Without seeking for an answer to her prayer, she rose distractedly and went and flung herself upon the bed where Yûsuf lay. He moaned:

“My mother! Oh, alas, thy bitterness! How couldst thou seek to rob me of delight? Behold me dead! Now art thou satisfied? O Lord have mercy on me! O Calamity!”

Blubbering loudly, she implored forgiveness. Soon his arms went round her; they lay, hugging one another, sobbing, cooing, while the spectators wept aloud in tender sympathy. The Pasha’s face was hidden in his pocket-handkerchief. Murjânah Khânum murmured prayers beneath her breath.

“O my despair! my wickedness!” the mother shrieked.

“My grief, my desolation; now my joy!” sobbed Yûsuf.

“O Lord, relieve me, for my heart is bursting,” moaned the Pasha.
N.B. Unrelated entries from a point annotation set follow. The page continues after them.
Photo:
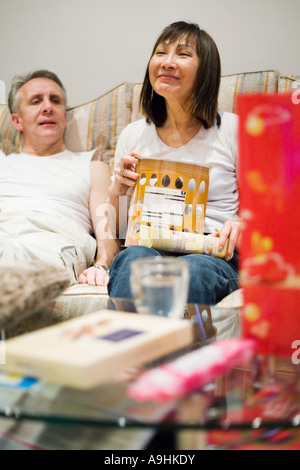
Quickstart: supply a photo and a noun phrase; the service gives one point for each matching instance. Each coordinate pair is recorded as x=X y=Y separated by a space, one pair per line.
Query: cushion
x=11 y=140
x=25 y=288
x=97 y=123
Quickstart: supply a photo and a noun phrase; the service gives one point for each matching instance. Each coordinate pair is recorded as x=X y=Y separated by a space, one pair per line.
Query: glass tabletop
x=260 y=398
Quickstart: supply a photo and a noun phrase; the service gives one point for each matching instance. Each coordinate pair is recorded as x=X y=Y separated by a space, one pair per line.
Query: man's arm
x=104 y=224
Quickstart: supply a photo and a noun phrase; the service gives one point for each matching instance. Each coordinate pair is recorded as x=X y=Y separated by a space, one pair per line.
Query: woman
x=179 y=98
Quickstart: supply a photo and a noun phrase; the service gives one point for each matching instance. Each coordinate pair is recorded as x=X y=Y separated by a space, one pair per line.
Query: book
x=86 y=351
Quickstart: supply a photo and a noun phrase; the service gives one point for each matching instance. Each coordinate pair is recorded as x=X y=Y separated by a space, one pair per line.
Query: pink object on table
x=192 y=371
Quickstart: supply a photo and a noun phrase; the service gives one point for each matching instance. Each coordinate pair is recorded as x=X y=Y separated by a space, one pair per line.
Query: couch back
x=98 y=123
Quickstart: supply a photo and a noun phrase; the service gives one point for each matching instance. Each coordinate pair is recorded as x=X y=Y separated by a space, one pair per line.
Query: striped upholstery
x=288 y=83
x=230 y=87
x=98 y=124
x=252 y=82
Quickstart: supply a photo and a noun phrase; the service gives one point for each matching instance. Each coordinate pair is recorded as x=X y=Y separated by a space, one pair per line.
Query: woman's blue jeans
x=211 y=279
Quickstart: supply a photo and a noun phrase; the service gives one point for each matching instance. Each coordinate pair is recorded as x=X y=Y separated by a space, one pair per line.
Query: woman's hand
x=94 y=277
x=125 y=174
x=230 y=231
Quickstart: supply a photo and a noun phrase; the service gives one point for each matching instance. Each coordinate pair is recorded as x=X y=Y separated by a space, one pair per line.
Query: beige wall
x=94 y=45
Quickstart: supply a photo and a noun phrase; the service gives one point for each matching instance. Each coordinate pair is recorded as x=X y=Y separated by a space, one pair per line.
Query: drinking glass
x=160 y=285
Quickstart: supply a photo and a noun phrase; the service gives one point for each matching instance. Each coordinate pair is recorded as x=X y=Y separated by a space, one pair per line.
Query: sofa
x=97 y=124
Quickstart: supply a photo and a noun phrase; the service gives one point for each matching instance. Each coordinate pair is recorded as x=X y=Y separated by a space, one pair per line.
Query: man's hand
x=94 y=277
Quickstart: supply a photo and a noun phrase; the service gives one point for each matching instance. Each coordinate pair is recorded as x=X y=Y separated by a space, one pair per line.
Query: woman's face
x=173 y=70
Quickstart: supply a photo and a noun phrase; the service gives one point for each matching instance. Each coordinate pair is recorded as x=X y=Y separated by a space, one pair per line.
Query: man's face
x=41 y=116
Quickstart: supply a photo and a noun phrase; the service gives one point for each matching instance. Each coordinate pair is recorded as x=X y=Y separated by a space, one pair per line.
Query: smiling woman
x=179 y=98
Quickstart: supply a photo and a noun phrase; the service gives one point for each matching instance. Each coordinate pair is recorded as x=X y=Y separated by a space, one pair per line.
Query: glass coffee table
x=250 y=407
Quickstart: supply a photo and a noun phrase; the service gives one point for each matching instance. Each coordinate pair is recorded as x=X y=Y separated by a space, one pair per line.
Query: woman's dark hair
x=207 y=84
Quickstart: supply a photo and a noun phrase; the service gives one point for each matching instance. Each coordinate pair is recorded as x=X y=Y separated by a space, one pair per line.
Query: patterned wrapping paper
x=170 y=196
x=269 y=193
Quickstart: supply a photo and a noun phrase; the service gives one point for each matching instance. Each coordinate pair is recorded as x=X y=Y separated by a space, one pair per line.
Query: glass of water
x=160 y=285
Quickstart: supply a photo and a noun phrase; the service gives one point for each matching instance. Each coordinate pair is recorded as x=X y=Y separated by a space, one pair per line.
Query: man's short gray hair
x=20 y=80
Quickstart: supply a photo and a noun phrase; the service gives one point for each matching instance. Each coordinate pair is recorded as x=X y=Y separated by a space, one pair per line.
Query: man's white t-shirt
x=215 y=148
x=58 y=184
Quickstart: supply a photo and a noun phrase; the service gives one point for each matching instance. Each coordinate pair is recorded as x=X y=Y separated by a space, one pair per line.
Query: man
x=52 y=200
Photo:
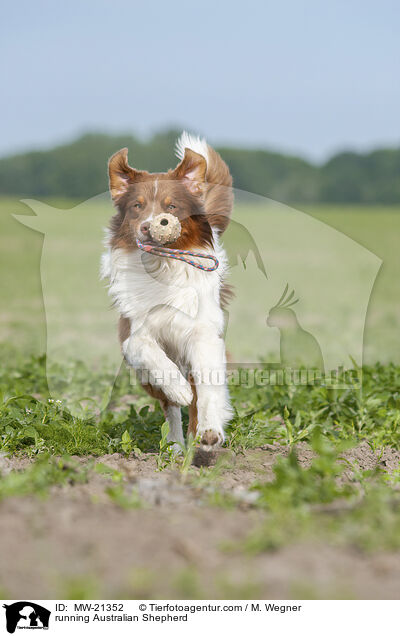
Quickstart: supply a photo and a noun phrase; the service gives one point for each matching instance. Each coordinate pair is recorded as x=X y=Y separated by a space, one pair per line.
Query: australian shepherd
x=171 y=323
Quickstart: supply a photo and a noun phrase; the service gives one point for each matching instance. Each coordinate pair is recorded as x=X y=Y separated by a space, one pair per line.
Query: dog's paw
x=211 y=439
x=179 y=392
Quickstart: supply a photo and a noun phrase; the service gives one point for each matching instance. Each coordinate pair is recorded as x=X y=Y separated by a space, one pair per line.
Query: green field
x=304 y=500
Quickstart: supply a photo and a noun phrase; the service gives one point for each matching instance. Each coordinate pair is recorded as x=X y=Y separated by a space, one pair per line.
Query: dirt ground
x=177 y=545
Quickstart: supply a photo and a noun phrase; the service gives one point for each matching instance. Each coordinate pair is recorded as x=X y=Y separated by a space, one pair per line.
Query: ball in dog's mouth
x=165 y=228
“Oh, what do I behold. How rapture pains me!” came from bystanders. All, in the selfish orgy of emotion, forgot the terrified and wondering bride, who, understanding not a word of what was said, surveyed a riddle. She asked the Pasha what the matter was. He answered with a hiccup of emotion:

“It is nothing, mademoiselle. It will soon pass. Have no fear!” which only added to her stupefaction.

She had seen such exhibitions in ill-governed nurseries, but never among grown-up folks before. To account for all the outcry she imagined some tremendous tragedy, and waited anxiously to learn its nature.
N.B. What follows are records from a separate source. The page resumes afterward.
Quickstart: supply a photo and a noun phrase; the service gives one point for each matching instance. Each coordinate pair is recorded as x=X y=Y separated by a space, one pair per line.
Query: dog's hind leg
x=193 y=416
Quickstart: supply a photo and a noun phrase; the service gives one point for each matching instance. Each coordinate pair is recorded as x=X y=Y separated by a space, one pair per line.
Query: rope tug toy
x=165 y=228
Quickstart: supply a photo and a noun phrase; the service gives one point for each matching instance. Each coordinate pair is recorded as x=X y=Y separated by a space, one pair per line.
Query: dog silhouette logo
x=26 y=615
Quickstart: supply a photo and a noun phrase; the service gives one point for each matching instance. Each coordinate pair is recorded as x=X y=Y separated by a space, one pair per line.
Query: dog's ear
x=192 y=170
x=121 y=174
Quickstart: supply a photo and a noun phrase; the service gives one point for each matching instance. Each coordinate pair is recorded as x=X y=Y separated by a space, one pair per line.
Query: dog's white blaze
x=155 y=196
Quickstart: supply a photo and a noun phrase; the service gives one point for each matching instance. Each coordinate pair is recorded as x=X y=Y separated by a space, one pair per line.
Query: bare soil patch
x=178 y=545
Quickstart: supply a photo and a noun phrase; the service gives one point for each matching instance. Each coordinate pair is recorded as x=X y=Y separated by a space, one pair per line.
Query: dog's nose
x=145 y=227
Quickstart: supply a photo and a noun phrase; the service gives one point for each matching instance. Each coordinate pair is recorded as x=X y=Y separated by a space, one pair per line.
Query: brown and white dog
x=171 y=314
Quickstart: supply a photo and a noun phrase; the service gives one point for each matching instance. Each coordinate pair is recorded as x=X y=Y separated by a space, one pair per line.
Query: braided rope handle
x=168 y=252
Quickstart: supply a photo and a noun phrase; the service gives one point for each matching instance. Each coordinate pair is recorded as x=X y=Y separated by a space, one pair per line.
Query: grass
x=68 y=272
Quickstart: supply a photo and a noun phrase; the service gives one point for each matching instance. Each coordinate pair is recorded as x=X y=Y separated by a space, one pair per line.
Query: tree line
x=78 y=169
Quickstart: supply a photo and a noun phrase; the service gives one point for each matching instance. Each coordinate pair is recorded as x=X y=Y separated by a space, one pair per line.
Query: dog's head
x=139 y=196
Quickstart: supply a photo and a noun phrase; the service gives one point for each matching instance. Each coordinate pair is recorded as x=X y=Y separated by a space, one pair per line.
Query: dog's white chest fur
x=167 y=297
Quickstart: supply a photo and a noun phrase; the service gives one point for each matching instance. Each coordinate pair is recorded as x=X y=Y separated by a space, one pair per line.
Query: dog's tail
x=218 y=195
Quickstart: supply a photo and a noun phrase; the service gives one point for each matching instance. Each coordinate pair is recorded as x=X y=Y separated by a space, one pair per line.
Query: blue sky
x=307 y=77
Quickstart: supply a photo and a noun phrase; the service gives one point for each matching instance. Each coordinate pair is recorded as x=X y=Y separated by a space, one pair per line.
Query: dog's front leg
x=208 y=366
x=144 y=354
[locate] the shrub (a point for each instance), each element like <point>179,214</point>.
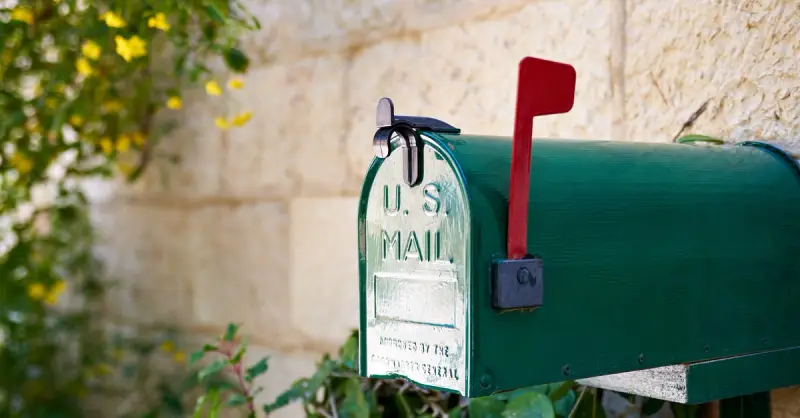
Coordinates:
<point>80,85</point>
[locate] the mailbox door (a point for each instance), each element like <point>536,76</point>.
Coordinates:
<point>414,268</point>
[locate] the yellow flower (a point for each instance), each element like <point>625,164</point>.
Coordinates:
<point>84,67</point>
<point>76,120</point>
<point>103,369</point>
<point>113,20</point>
<point>107,145</point>
<point>167,346</point>
<point>123,143</point>
<point>179,357</point>
<point>213,89</point>
<point>55,293</point>
<point>32,125</point>
<point>112,106</point>
<point>159,21</point>
<point>21,163</point>
<point>174,102</point>
<point>91,49</point>
<point>138,139</point>
<point>242,118</point>
<point>22,14</point>
<point>131,48</point>
<point>221,123</point>
<point>125,168</point>
<point>236,83</point>
<point>37,291</point>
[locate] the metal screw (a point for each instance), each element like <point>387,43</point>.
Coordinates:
<point>486,381</point>
<point>523,275</point>
<point>567,370</point>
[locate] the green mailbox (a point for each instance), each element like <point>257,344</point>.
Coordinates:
<point>490,263</point>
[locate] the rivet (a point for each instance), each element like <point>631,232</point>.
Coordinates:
<point>486,381</point>
<point>523,275</point>
<point>567,370</point>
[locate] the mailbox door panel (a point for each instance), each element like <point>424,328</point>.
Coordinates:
<point>414,272</point>
<point>653,254</point>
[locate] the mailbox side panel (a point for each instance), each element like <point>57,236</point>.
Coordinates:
<point>414,271</point>
<point>653,254</point>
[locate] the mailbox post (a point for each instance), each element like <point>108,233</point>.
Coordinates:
<point>489,264</point>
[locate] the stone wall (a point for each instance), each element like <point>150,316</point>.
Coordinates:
<point>257,224</point>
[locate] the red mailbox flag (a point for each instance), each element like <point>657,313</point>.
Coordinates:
<point>544,88</point>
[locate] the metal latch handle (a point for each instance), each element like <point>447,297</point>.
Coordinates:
<point>406,127</point>
<point>544,88</point>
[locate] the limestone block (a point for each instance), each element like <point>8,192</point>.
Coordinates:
<point>295,142</point>
<point>143,249</point>
<point>284,369</point>
<point>324,267</point>
<point>293,28</point>
<point>186,161</point>
<point>740,57</point>
<point>467,74</point>
<point>237,266</point>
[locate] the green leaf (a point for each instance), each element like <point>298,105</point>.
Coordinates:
<point>214,13</point>
<point>236,399</point>
<point>230,333</point>
<point>256,23</point>
<point>530,405</point>
<point>557,390</point>
<point>201,401</point>
<point>237,61</point>
<point>237,358</point>
<point>403,406</point>
<point>651,406</point>
<point>212,368</point>
<point>294,393</point>
<point>198,355</point>
<point>565,404</point>
<point>455,412</point>
<point>216,404</point>
<point>686,139</point>
<point>486,407</point>
<point>257,369</point>
<point>507,396</point>
<point>354,404</point>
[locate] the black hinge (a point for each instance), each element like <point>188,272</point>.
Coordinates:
<point>406,127</point>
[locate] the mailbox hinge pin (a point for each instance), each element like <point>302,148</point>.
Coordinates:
<point>406,127</point>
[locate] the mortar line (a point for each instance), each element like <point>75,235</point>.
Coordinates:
<point>617,69</point>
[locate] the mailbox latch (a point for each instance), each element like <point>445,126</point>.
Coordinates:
<point>406,127</point>
<point>517,284</point>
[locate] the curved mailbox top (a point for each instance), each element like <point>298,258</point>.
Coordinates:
<point>414,246</point>
<point>652,255</point>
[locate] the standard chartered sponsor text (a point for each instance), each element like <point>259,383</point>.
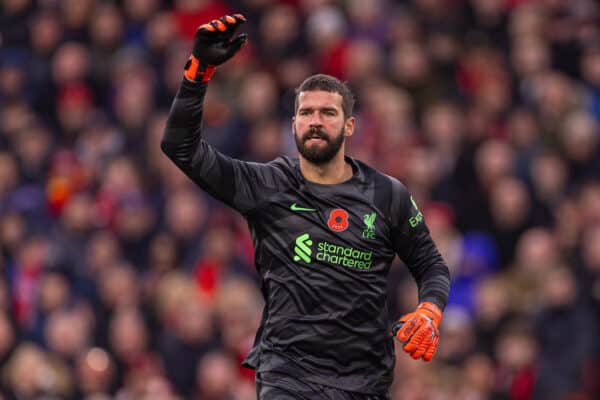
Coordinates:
<point>345,256</point>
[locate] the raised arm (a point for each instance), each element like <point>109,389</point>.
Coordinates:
<point>241,185</point>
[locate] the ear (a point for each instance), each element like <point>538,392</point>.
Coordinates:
<point>349,126</point>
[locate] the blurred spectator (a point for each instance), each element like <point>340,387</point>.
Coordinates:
<point>119,279</point>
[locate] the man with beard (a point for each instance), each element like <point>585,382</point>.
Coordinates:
<point>326,228</point>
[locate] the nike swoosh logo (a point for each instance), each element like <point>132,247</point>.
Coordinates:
<point>294,207</point>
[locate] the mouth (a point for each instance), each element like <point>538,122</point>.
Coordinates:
<point>314,137</point>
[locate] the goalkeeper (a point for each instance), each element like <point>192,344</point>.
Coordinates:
<point>326,228</point>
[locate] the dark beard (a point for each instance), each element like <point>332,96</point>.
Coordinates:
<point>315,154</point>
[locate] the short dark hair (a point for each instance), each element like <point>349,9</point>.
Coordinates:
<point>327,83</point>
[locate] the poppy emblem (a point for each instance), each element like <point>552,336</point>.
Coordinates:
<point>338,220</point>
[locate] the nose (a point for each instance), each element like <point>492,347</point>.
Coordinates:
<point>315,119</point>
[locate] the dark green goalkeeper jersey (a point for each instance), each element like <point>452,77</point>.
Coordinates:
<point>323,253</point>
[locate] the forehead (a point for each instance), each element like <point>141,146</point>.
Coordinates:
<point>319,99</point>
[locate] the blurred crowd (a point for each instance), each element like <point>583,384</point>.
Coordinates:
<point>120,279</point>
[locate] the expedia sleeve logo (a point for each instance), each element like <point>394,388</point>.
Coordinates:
<point>331,253</point>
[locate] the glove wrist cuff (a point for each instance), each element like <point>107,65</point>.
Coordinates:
<point>197,71</point>
<point>432,311</point>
It was close on midnight ere the chamber emptied and, left alone with Yûsuf, she could put her question. Then he told her the whole story with frequent interjection of “Oh, how I suffered!” She learnt that she had narrowly escaped a cruel death. But how her danger bore upon the scenes she had just witnessed, or in what manner they were meant to reassure her, she could not divine. Yûsuf himself bestowed no thought on her predicament, immersed in contemplation of his own emotions. Feeling alone and outcast, she wept a little ere she went to sleep.